Milton became 1 of most the powerful hurricanes on record after winds rose by 150 kph



Water-flooded streets are seen after Hurricane Milton made landfall in Fort Myers, Florida, on October 9, 2024
Image Credit: AFP

Long after the winds subside and the hard work of rebuilding begins, scientists responsible for predicting hurricanes will continue to replay Hurricane Milton over and over again. They'll focus on how they failed to predict Milton's sudden strengthening.

Milton became one of most the powerful hurricanes on record in the Atlantic basin after its winds accelerated by 95 miles per hour (150 kilometers per hour) on Monday, a faster jump than any storm on record other than Hurricane Wilma in 2005. That mark is nearly three times the standard definition of what scientists call "rapid intensification." It led the normally staid US National Hurricane Center (NHC) to call Milton's intensification "explosive."

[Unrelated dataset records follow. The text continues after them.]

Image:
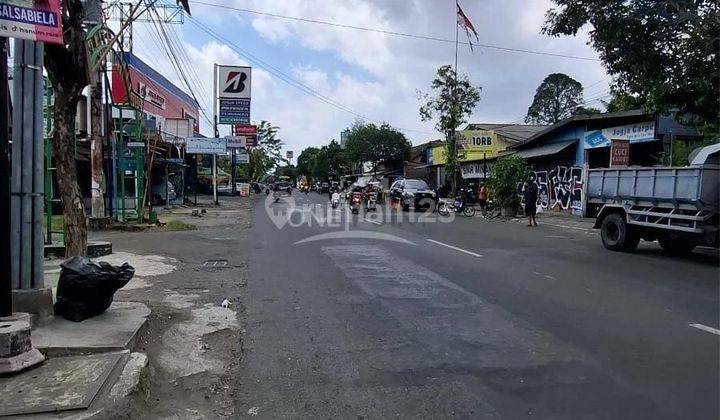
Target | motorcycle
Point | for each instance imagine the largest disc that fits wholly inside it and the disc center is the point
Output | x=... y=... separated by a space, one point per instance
x=371 y=201
x=356 y=202
x=459 y=205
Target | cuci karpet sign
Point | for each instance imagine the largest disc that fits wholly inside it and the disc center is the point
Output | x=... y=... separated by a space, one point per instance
x=39 y=20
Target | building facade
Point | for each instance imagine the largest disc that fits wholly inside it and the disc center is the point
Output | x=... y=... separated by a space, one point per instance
x=560 y=153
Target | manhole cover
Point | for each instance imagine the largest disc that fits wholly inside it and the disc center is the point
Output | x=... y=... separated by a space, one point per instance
x=215 y=263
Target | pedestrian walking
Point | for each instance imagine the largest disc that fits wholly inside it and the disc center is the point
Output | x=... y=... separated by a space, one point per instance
x=530 y=197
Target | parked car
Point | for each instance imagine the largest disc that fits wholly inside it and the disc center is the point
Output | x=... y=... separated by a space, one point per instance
x=413 y=193
x=283 y=186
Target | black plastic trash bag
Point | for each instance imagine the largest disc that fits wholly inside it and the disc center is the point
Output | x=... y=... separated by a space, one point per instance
x=86 y=288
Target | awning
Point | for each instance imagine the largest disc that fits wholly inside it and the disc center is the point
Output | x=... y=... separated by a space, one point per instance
x=545 y=150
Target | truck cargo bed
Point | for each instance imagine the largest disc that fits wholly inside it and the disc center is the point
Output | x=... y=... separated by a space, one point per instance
x=690 y=188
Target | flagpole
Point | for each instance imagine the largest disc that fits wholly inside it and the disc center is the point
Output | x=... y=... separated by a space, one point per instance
x=454 y=108
x=457 y=27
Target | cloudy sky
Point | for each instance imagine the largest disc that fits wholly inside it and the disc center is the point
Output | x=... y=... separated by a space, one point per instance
x=298 y=67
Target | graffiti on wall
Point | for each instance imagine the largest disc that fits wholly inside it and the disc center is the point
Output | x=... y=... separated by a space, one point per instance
x=559 y=188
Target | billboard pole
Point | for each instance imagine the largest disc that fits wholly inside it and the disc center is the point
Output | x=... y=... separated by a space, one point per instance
x=215 y=130
x=233 y=171
x=5 y=274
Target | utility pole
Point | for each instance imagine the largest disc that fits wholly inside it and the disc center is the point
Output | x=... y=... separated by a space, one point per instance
x=5 y=272
x=97 y=189
x=215 y=131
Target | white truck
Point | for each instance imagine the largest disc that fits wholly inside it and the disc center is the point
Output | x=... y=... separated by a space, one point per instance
x=677 y=206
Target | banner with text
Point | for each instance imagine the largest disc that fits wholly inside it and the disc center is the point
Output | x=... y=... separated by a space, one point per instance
x=32 y=20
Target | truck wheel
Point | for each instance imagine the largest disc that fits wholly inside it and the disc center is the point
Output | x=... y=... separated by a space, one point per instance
x=676 y=246
x=617 y=235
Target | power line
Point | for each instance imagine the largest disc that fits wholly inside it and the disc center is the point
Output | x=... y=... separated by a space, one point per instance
x=288 y=79
x=172 y=56
x=394 y=33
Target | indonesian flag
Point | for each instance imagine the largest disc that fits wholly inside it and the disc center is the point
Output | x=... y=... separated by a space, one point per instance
x=465 y=23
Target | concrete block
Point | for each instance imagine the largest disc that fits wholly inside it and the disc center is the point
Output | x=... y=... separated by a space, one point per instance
x=34 y=301
x=14 y=338
x=20 y=362
x=16 y=351
x=115 y=329
x=129 y=379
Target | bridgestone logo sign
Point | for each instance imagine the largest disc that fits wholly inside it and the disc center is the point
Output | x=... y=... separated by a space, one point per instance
x=234 y=82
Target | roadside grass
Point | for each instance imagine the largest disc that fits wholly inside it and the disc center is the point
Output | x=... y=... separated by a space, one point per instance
x=178 y=225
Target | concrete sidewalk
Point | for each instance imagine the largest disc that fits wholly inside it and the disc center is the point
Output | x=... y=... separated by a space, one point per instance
x=90 y=369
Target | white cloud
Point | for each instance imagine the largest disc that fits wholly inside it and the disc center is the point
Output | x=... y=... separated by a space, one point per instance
x=382 y=72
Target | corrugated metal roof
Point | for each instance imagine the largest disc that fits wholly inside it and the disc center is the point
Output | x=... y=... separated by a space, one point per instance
x=516 y=132
x=583 y=118
x=545 y=150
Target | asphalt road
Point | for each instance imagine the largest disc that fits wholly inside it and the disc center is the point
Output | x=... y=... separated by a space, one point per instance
x=472 y=318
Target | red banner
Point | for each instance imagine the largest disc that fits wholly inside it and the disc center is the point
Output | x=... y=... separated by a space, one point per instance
x=619 y=153
x=33 y=20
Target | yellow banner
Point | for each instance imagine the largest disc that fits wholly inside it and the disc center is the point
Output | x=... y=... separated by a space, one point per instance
x=473 y=145
x=478 y=143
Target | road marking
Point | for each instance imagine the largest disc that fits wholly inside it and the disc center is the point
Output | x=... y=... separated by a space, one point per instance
x=705 y=328
x=564 y=226
x=454 y=247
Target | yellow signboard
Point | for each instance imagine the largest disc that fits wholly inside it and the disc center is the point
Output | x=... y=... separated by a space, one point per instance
x=473 y=145
x=478 y=144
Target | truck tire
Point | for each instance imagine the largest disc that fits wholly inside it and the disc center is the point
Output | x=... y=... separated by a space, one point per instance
x=617 y=235
x=676 y=246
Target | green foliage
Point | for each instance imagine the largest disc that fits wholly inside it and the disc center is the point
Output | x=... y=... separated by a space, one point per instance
x=323 y=163
x=664 y=53
x=621 y=101
x=504 y=178
x=555 y=99
x=289 y=171
x=452 y=101
x=306 y=161
x=270 y=144
x=376 y=144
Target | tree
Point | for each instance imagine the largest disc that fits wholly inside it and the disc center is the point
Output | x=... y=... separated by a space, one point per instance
x=452 y=100
x=555 y=99
x=66 y=67
x=269 y=143
x=260 y=164
x=370 y=143
x=662 y=52
x=507 y=174
x=289 y=171
x=623 y=102
x=306 y=161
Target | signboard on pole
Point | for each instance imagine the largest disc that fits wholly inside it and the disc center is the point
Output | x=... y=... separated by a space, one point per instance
x=245 y=129
x=235 y=142
x=234 y=111
x=205 y=145
x=233 y=93
x=619 y=153
x=635 y=133
x=234 y=82
x=243 y=157
x=32 y=20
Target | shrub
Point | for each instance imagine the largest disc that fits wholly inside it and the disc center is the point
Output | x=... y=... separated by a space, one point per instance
x=504 y=178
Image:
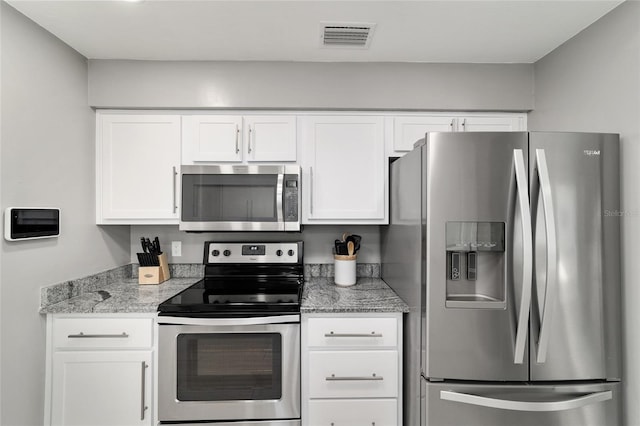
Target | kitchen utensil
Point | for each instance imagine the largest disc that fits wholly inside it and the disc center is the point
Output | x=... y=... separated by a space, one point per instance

Milton is "essentially off the charts," said Christopher Rozoff, an atmospheric scientist at the National Center for Atmospheric Research. The storm gathered its strength from the Gulf of Mexico, which is abnormally warm for this time of year. It's a jarring reminder that models don't necessarily capture what's becoming a signature of major hurricanes in a world 1.3C (2.3F) hotter than pre-industrial times.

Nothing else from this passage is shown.